Well... if none of the key servers are responding then it looks like you are having an issue with the network and will need to try again later...

icaro56 commented 6 years ago

I change the address to use the port 80 and it works.

gpg --keyserver hkp://keyserver.ubuntu.com:80 --recv-keys "$GPG_KEY" \ || gpg --keyserver hkp://ha.pool.sks-keyservers.net:80 --recv-keys "$GPG_KEY" \ || gpg --keyserver hkp://pgp.mit.edu:80 --recv-keys "$GPG_KEY" \ || gpg --keyserver hkp://keyserver.pgp.com:80 --recv-keys "$GPG_KEY" \

I hope the image works now! :)

icaro56 commented 6 years ago

The image is working now. But as @awjuliani spoke, "currently the implementation of PPO we use does not take great advantage of a GPU".

icaro56 commented 5 years ago

Hi. Try to use the tags gpu or cpu icaro56/ml-agents_images:cpu icaro56/ml-agents_images:gpu

I am using these in my research.

@icaro56 Thanks but it does not work.
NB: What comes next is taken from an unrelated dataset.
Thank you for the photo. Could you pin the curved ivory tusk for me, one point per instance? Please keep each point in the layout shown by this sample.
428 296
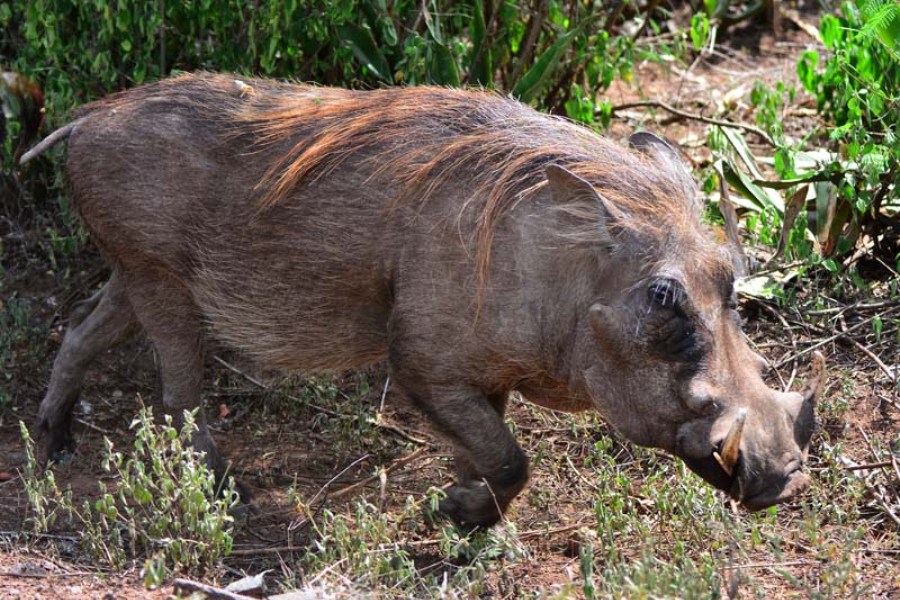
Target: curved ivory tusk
731 447
816 380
It gave me:

Docker image path: index.docker.io/icaro56/ml-agents_images:latest ERROR MANIFEST_UNKNOWN: manifest unknown

maystroh commented 5 years ago

Thanks for your quick reply @icaro56 . I figured it out and I deleted my message in a hurry. I'm sorry for this naive question. BTW, I'm currently working on building a docker image that includes tensorflow-gpu + nvidia-driver and X-Server in order to do the training with visual observation on a server machine. Have you ever done it before? I'm encountering some issues to build the X-Server, i.e. I'm following what it is mentioned in https://github.com/Unity-Technologies/ml-agents/blob/master/docs/Training-on-Amazon-Web-Service.md. Here is the DockerFile I have so far. I still can't figure it out. Can anyone please help?
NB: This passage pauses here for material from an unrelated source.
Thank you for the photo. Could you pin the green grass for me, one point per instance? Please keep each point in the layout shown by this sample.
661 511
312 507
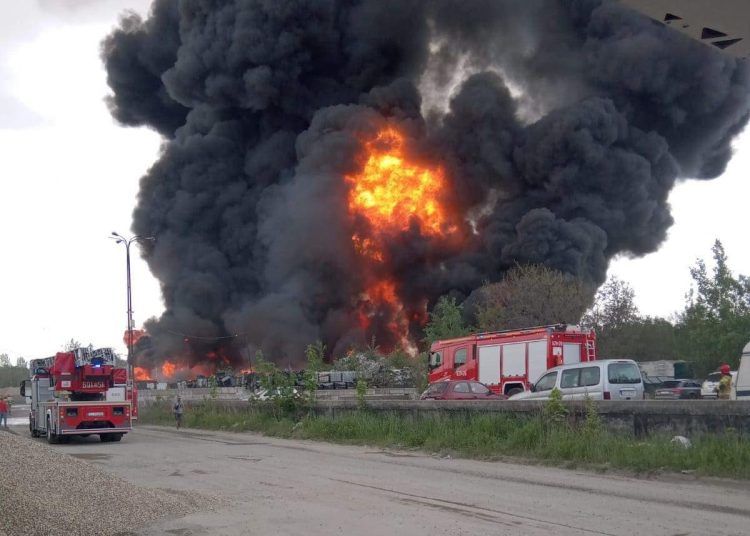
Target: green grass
482 436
icaro56 commented 5 years ago

Have you ever done it before?

No, I have not.

I use only vector observations. And the version of docker with gpu, practically has the same speed of the version docker with cpu. :(

The @mneilly maybe can help you.

maystroh commented 5 years ago

Ok @icaro56 Thanks.

icaro56 commented 5 years ago

@maystroh , I made new training with ml-agents with tensorflow-gpu and cpu, and what I'm seeing, the tensorflow-cpu are training faster than the GPU.

The machine I use has 8 gpu cards in parallel.

lock[bot] commented 4 years ago

This thread has been automatically locked since there has not been any recent activity after it was closed. Please open a new issue for related bugs.